Introduction

Proficiency testing being carried out to assure the quality of test and calibration and demonstrate a laboratory competence is based on certain quantitative criteria of judging the quality of results obtained in the process of interlaboratory comparisons that have been called performance indicators. Among various statistics [1, 2] Z scores and E n numbers are most often used as that kind of indicators and are being expressed in symbols of [1] as follows:

$$ Z = |x - X|/s; $$
(1)
$$ E_n = |x - X|/\big({U_{{\rm lab}}^2 + U_{{\rm ref}}^2 }\big)^{1/2}, $$
(2)

where x and X are the result of participating laboratory and the assigned value respectively (for E n numbers X is usually the result obtained by reference laboratory); s is the estimate or measure of variability (standard deviation as a rule); U lab and U ref are the expanded uncertainty of the result of participating and reference laboratory respectively. The usage of performance indicators is specified [1] as Z≤2 = satisfactory, 2<Z<3 = questionable, Z≥3 = unsatisfactory; and E n 1 = satisfactory. The vagueness of these conditions (estimation criteria) for Z scores, as well as measurement uncertainties (if bearing in mind their absence in Z scores, and the way of interpreting E n numbers) influence the quality of estimation results.

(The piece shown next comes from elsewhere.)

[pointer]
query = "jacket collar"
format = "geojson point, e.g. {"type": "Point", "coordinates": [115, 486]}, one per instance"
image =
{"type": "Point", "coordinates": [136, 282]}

Whilst meeting with the recommendations of ISO/IEC Guide 43-1 [1] and currently developing ISO/DIS 13528 [2], a correct choice of proper performance indicator sometimes does also present a problem, which stems from the lack of well-founded criteria and methods of proving the choice. In measurement comparison schemes, for instance, the traditional use of E n numbers for some combinations of measurement uncertainties of participating laboratories may lead to erroneous results, whereas the non-traditional transition to Z scores might in some cases improve the situation. Likely occasions of preferable usage of E n numbers instead of Z scores also cannot be excluded from the practice.

Methodologically, either a performance indicator or (and) its applying is far from being perfect. In this connection the ignoring of measurement uncertainty (as pointed out in [3]), and the lack of certainty in estimation condition (non-optimal estimation) inherent in the usage of Z scores, the way proposed, for example, in [4] and aimed at allowing for the uncertainties for a case of applying in-house reference materials, is noteworthy that actually has led to using the performance indicator similar E n numbers, rather than traditionally Z scores. In [2] the usage of two modernized performance indicators (so-called z′-scores and zeta-scores): \(z^\prime = |x-X|/(s^2+u_x^2)^{1/2}\) and \({\it zeta} = {|{x - X}|} / {({u_x ^2 + u_X ^2 })^{{1{/{{2}}}}} }\), where u x and u X are standard uncertainties of the results of participating laboratory and the assigned value respectively, has yet been also stipulated for improving estimation capability.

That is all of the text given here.